生まれたばかりの赤ちゃんは、上手に体温調節ができません。衣類での調整だけでなく、室温そのものにも気をつけてあげる必要があります。寒い中を過ごす冬生まれの赤ちゃんが元気に過ごせるよう、次のようなポイントから室温設定について考えてみましょう。赤ちゃんが過しやすい環境は?
育児については本当にさまざまな意見があります。「昔はこんなに甘やかさなかった!」なんて発言を耳にすることもあるかもしれません。ですが、今と昔では環境も状況も違います。昔に比べれば本当にたくさんの病原菌が国内に持ち込まれていること、寒暖の差が激しくなっていること。昔は赤ちゃんの生存率も今よりずっと低かった、ということを考えれば、昔のやり方こそベストとだとは言えないのです。 日本に住むなら日本の気候に慣れるべきではありますが、それはもっと先でも大丈夫。生まれたばかりの赤ちゃんについては、赤ちゃんにとっての過ごしやすさを一番に考えるようにしましょう。
また、生まれたばかりの赤ちゃんが過ごしやすい環境は、産後、体力も抵抗力も落ちてしまったお母さんが過ごしやすい空間であるとも言えます。寒い中での授乳や寝かしつけは大変。お母さんが病気にならないような環境づくりもとても大切です。
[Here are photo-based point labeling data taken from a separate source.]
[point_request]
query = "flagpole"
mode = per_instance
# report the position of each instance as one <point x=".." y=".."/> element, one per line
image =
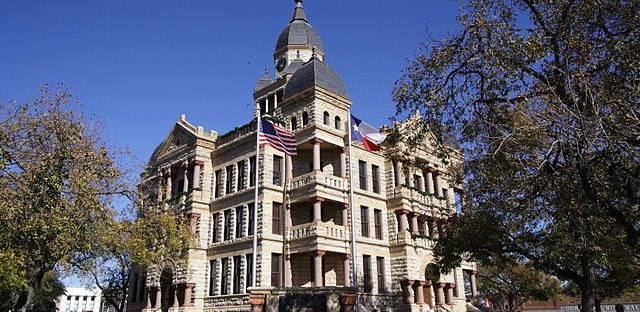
<point x="254" y="256"/>
<point x="354" y="261"/>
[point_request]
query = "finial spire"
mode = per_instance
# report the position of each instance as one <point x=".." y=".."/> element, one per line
<point x="298" y="12"/>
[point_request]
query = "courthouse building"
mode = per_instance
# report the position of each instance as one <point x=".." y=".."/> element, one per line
<point x="304" y="258"/>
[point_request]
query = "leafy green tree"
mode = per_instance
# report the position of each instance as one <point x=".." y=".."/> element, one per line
<point x="515" y="283"/>
<point x="543" y="98"/>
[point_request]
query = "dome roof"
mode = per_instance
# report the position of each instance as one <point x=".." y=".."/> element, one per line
<point x="263" y="82"/>
<point x="315" y="73"/>
<point x="299" y="32"/>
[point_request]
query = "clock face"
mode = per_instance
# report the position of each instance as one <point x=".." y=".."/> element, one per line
<point x="282" y="63"/>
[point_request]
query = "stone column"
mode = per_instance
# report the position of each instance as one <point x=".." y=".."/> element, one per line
<point x="472" y="280"/>
<point x="420" y="290"/>
<point x="450" y="287"/>
<point x="437" y="181"/>
<point x="158" y="301"/>
<point x="343" y="163"/>
<point x="347" y="267"/>
<point x="399" y="173"/>
<point x="317" y="268"/>
<point x="439" y="290"/>
<point x="317" y="209"/>
<point x="410" y="295"/>
<point x="348" y="302"/>
<point x="345" y="215"/>
<point x="187" y="294"/>
<point x="148" y="295"/>
<point x="159" y="187"/>
<point x="197" y="166"/>
<point x="316" y="154"/>
<point x="257" y="302"/>
<point x="174" y="289"/>
<point x="414" y="223"/>
<point x="428" y="175"/>
<point x="185" y="181"/>
<point x="168" y="182"/>
<point x="404" y="223"/>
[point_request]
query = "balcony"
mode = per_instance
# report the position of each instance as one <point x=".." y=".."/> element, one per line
<point x="318" y="236"/>
<point x="318" y="184"/>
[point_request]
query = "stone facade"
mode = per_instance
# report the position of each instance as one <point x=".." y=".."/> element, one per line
<point x="303" y="257"/>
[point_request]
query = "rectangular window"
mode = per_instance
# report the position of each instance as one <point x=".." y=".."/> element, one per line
<point x="214" y="228"/>
<point x="241" y="174"/>
<point x="362" y="172"/>
<point x="375" y="176"/>
<point x="380" y="269"/>
<point x="218" y="191"/>
<point x="417" y="182"/>
<point x="249" y="275"/>
<point x="134" y="293"/>
<point x="224" y="282"/>
<point x="366" y="271"/>
<point x="276" y="269"/>
<point x="277" y="170"/>
<point x="212" y="277"/>
<point x="250" y="207"/>
<point x="228" y="226"/>
<point x="364" y="220"/>
<point x="276" y="224"/>
<point x="239" y="221"/>
<point x="229" y="180"/>
<point x="377" y="217"/>
<point x="236" y="274"/>
<point x="252" y="171"/>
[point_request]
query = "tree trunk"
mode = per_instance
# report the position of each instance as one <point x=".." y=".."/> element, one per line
<point x="587" y="289"/>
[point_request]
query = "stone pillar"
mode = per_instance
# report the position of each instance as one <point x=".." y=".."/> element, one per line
<point x="345" y="215"/>
<point x="168" y="182"/>
<point x="437" y="181"/>
<point x="174" y="289"/>
<point x="428" y="176"/>
<point x="404" y="223"/>
<point x="317" y="209"/>
<point x="439" y="293"/>
<point x="410" y="296"/>
<point x="343" y="163"/>
<point x="347" y="268"/>
<point x="185" y="181"/>
<point x="414" y="223"/>
<point x="159" y="187"/>
<point x="197" y="167"/>
<point x="257" y="302"/>
<point x="348" y="302"/>
<point x="420" y="290"/>
<point x="187" y="294"/>
<point x="317" y="268"/>
<point x="472" y="280"/>
<point x="316" y="154"/>
<point x="148" y="295"/>
<point x="158" y="301"/>
<point x="399" y="173"/>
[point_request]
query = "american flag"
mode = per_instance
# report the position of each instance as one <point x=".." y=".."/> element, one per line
<point x="277" y="137"/>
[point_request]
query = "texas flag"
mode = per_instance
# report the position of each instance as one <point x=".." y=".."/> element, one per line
<point x="365" y="133"/>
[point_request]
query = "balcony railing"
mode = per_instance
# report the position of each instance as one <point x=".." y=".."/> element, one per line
<point x="320" y="178"/>
<point x="323" y="229"/>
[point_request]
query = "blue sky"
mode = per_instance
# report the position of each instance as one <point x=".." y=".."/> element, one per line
<point x="139" y="64"/>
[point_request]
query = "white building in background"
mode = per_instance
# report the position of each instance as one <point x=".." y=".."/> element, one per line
<point x="79" y="299"/>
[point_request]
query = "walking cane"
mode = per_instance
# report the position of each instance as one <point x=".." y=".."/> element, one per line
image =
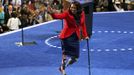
<point x="88" y="56"/>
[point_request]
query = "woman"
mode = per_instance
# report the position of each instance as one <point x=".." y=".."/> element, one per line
<point x="74" y="21"/>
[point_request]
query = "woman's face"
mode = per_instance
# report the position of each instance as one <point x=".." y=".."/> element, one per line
<point x="73" y="8"/>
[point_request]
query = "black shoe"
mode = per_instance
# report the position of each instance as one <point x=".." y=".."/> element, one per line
<point x="62" y="70"/>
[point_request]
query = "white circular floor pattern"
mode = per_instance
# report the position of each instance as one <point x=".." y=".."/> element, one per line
<point x="98" y="50"/>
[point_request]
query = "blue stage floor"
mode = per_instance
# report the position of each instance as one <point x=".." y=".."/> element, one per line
<point x="111" y="48"/>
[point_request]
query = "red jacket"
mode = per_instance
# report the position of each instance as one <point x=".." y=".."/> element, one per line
<point x="70" y="25"/>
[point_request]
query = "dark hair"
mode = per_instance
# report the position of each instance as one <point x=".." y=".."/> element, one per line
<point x="14" y="14"/>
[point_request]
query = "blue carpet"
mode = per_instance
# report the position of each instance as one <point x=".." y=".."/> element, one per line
<point x="111" y="48"/>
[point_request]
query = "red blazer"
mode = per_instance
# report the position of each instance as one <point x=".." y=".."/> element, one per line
<point x="70" y="25"/>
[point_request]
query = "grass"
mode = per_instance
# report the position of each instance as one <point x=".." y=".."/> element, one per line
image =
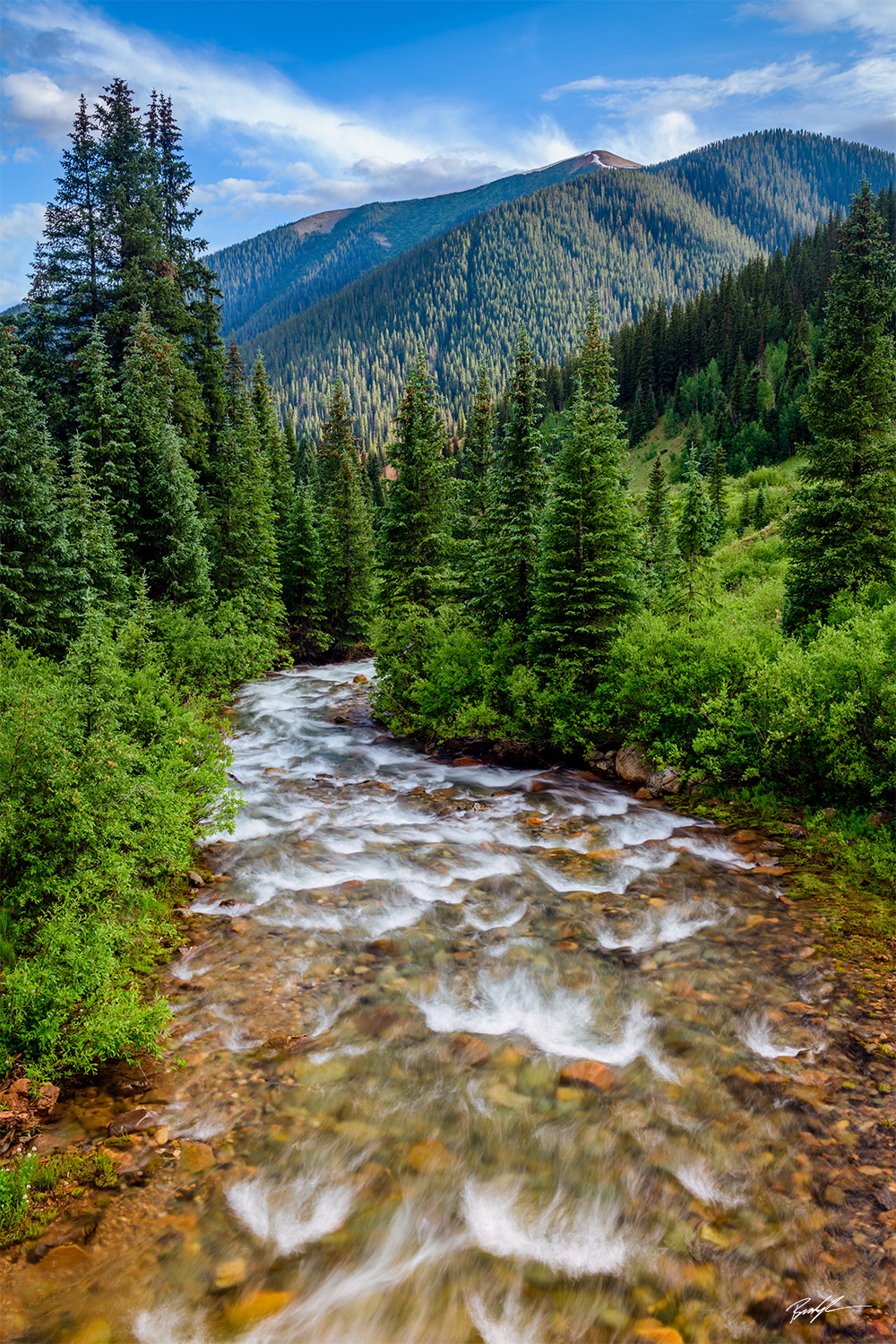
<point x="27" y="1185"/>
とはいえ、24時間ずっと温度調節が必要なわけではありません。寝ている間、しっかり布団に入って温まっている間には、エアコンやストーブを止めるようにします。タイマーを利用し、眠りについたころ切れる、冷え込む明け方につく、という設定ができるととても便利ですね。
冬の室温は18度〜20度程度に、湿度は55%前後で
冬にちょうどいい室温は18度から20度くらい。エアコンで調整してもストーブで調整してもかまいませんが、熱風・熱気が赤ちゃんに直接当たらないよう注意する必要があります。扇風機やサーキュレーターを上手に利用し、部屋全体の空気が一定の温度になるようにしましょう。
暖房器具を使うと気になるのが湿度です。エアコンをつけるとどうしても乾燥しがちに。そんなときは、加湿器を利用する、洗濯物を室内に干すなどして湿度を保ちましょう。湿度は一般的に40〜60%であれば適切だと言われていますが、赤ちゃんがいる場合には55%を目安にします。赤ちゃんの鼻の穴はとても狭く鼻づまりを起こしやすいもの。湿度が高いほうが鼻の中も乾燥せず呼吸をしやすくなります。
忘れてしまいがちですが、換気も重要です。しかし、換気するたびに部屋が寒くなるほど外の空気を入れる必要はありません。赤ちゃんのいる部屋の窓ではなく廊下側のドアを開け、別の部屋の窓を開けたりキッチンの換気扇を回したりするなど、空気の入れ替えができればいいのです。しっかり空気を入れ替えたい場合には、赤ちゃんは別の部屋に移動させるようにしましょう。
こういった温度・湿度のコントロールをすることで、寒い冬の間も赤ちゃんの体調をよい状態に保つことができます。生まれたばかりの赤ちゃんには心配ごとも多いのですが、必ず徐々に強くなっていきます。季節ごとの対策を忘れず、しっかりと赤ちゃんを守ってあげたいですね。